Ebenfalls nicht in diese Kategorie möchten wir die Erstellung eines Wildbienen- oder Insektenhotels einreihen – wenn es denn sachgerecht gefertigt sein soll. Wer es einfach kaufen möchte, sollte sich bei der Wahl nicht vom Internet-Grossverteiler beraten lassen, sondern beispielsweise von Naturschutzorganisationen oder Entomologischen Gesellschaften. Und wer eines selbst anfertigen will, tut gut daran, sich in die Bedürfnisse und Nistgewohnheiten der angezielten Tierchen gründlich einzulesen. Dass dann zu Gunsten der Insekten, ihrer Prädatoren und Nahrungsquellen auf Pestizide verzichtet wird, dürfte sich von selbst verstehen.

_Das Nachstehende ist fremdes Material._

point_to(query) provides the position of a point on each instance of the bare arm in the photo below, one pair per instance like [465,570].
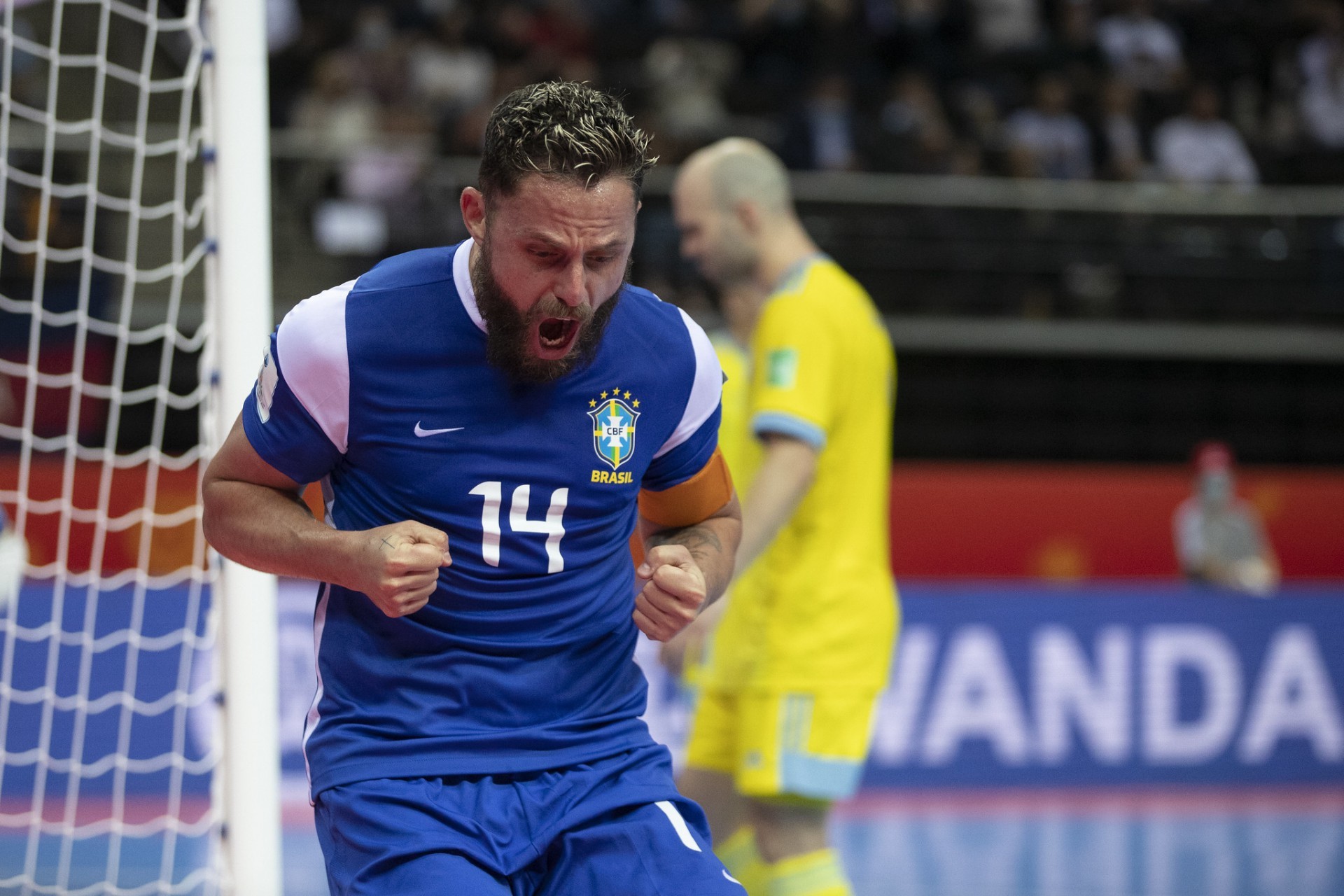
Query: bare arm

Viele dieser Massnahmen lassen sich in kleinerem Umfang auch auf dem Balkon, verschiedentlich sogar auf der Fensterbank verwirklichen. Genau wie im Naturgarten bereichert auch dort das Prinzip des Zulassens das Naturerlebnis: Wächst im Topf plötzlich ein Pflänzchen, das man dort nicht gepflanzt hat, muss das nicht sofort weg. Die Chancen stehen gut, dass irgendein Geschöpf seine helle Freude daran hat. Vielleicht sogar man selbst.

In Küche und Stube

Wer mit dem ganzen Erde-, Samen- und Kompost-Zeug so gar nichts am Hut hat, kann sich dennoch für die Biodiversität stark machen. Unsere täglichen Gewohnheiten üben mehr oder weniger Druck auf die Biodiversität aus, je nachdem, wie wir ihnen nachgehen – und an so vielen Stellen, dass wir ihnen hier unmöglich allen den gebührenden Nachdruck verschaffen können. Doch ein paar Grundsätze und das ein oder andere Detail seien angemerkt. Wer dem dann noch etwas besonders wichtiges anzufügen findet, schreibt das doch gern einfach unten in die Kommentare!

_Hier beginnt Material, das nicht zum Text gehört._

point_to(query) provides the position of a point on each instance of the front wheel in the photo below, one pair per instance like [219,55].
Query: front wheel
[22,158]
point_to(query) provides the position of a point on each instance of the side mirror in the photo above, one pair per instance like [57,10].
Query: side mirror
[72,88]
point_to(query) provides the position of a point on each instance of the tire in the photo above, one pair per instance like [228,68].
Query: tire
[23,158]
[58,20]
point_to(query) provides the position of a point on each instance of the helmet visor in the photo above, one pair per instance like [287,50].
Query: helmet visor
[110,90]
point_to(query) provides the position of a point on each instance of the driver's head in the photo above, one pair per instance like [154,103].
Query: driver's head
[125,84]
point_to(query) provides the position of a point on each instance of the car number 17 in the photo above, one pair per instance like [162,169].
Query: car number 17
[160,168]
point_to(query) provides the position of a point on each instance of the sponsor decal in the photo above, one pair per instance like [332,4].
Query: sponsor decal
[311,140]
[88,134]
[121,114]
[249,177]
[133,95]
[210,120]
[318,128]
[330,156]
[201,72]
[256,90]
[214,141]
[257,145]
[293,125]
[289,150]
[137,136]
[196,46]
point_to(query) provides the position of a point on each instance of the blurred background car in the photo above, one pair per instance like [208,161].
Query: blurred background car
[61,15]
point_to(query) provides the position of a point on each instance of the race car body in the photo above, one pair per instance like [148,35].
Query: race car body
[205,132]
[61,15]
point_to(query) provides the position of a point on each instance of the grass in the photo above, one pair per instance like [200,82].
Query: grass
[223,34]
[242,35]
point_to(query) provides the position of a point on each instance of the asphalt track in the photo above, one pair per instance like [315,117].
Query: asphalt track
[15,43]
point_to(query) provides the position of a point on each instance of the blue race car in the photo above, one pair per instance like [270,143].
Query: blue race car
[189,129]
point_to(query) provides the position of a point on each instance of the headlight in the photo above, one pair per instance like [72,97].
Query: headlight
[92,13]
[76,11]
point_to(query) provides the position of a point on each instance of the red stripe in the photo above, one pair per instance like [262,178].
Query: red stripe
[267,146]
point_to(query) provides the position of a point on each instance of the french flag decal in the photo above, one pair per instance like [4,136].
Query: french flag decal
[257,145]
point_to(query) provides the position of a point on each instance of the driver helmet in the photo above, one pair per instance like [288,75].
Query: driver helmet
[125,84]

Weniger Konsum ist ganz grundsätzlich eine gute Idee. Man muss sich da nicht gleich in seinen Hobbies und bereichernden Interessen schmerzhaft beschneiden: Es wimmelt in unseren Wohnräumen (und Kleiderschränken) von Kinkerlitzchen, die einmal für zwei Sekunden attraktiv erschienen. Da hilft es, sich schon beim Kauf zu fragen, wofür man das Produkt denn wirklich benötigen werde – und die zwei Sekunden einfach mal verstreichen zu lassen. Auch müssen nicht von allen Büro- oder Haushaltsprodukten Zehnjahres-Vorräte angelegt werden... Die begrenzten Ressourcen unseres Planeten sollen nicht nur uns, sondern auch allen anderen Lebewesen zu Gute kommen.

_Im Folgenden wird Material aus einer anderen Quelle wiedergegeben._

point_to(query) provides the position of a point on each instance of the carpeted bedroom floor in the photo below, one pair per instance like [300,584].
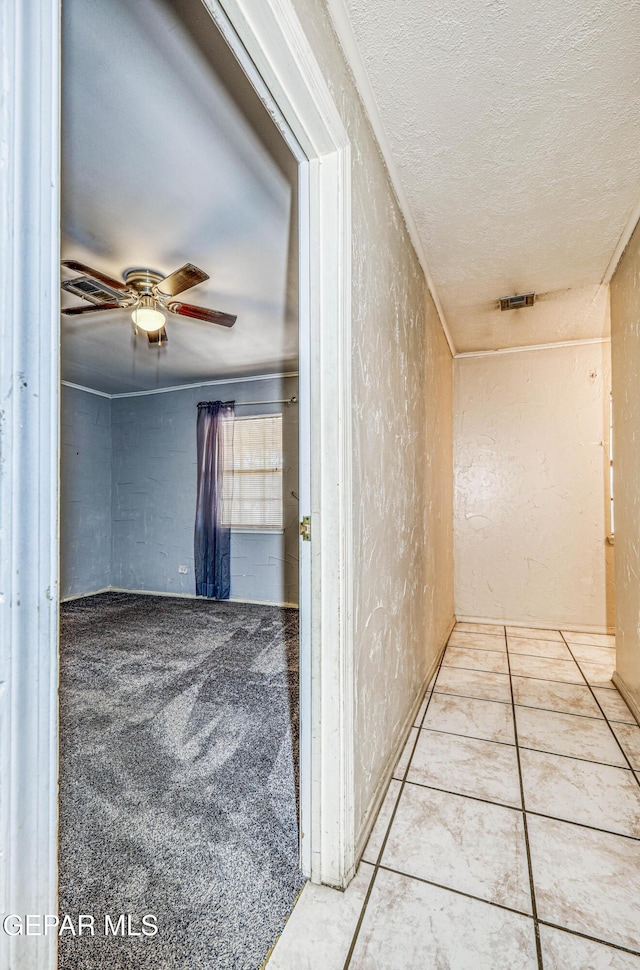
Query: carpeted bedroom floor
[177,780]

Bezüglich der Ernährung lohnt es sich besonders, sich ein oder zwei Gedanken mehr zu machen. Bio, regional und saisonal sind da die Grundsätze, denen wir alle schon mehrfach begegnet sind. Jetzt gilt es nur noch, sie umzusetzen. Und ja, auch weniger Fleisch und Tierprodukte zu verzehren hilft ungemein. Unsere Nutztiere und der Mensch selbst stellen zusammen 96% der irdischen Säugetiere. Wie viel Raum da noch für all die vielen anderen Spezies von Wildtieren bleibt, ist schnell ausgerechnet.

Verschwendung vermeiden. Das ist gewiss unter dem Stichwort des Food Waste den meisten absolut klar, doch das ist nicht der einzige Zusammenhang, in dem es sich umsetzen lässt. Kleider können geflickt und Haushaltsgeräte repariert werden. Reinigungsmittel, Shampoos oder Kosmetika nützen nicht mehr, je mehr man davon verwendet. Und Wasser und Energie sind wertvoll; egal, wie wenig sie kosten. Da mag nicht in jedem Fall der Bezug zur Biodiversität unmittelbar einleuchten, doch in jedem Fall gilt: Auf je grösserem Fuss wir leben, desto weniger Raum bleibt all den anderen Füssen.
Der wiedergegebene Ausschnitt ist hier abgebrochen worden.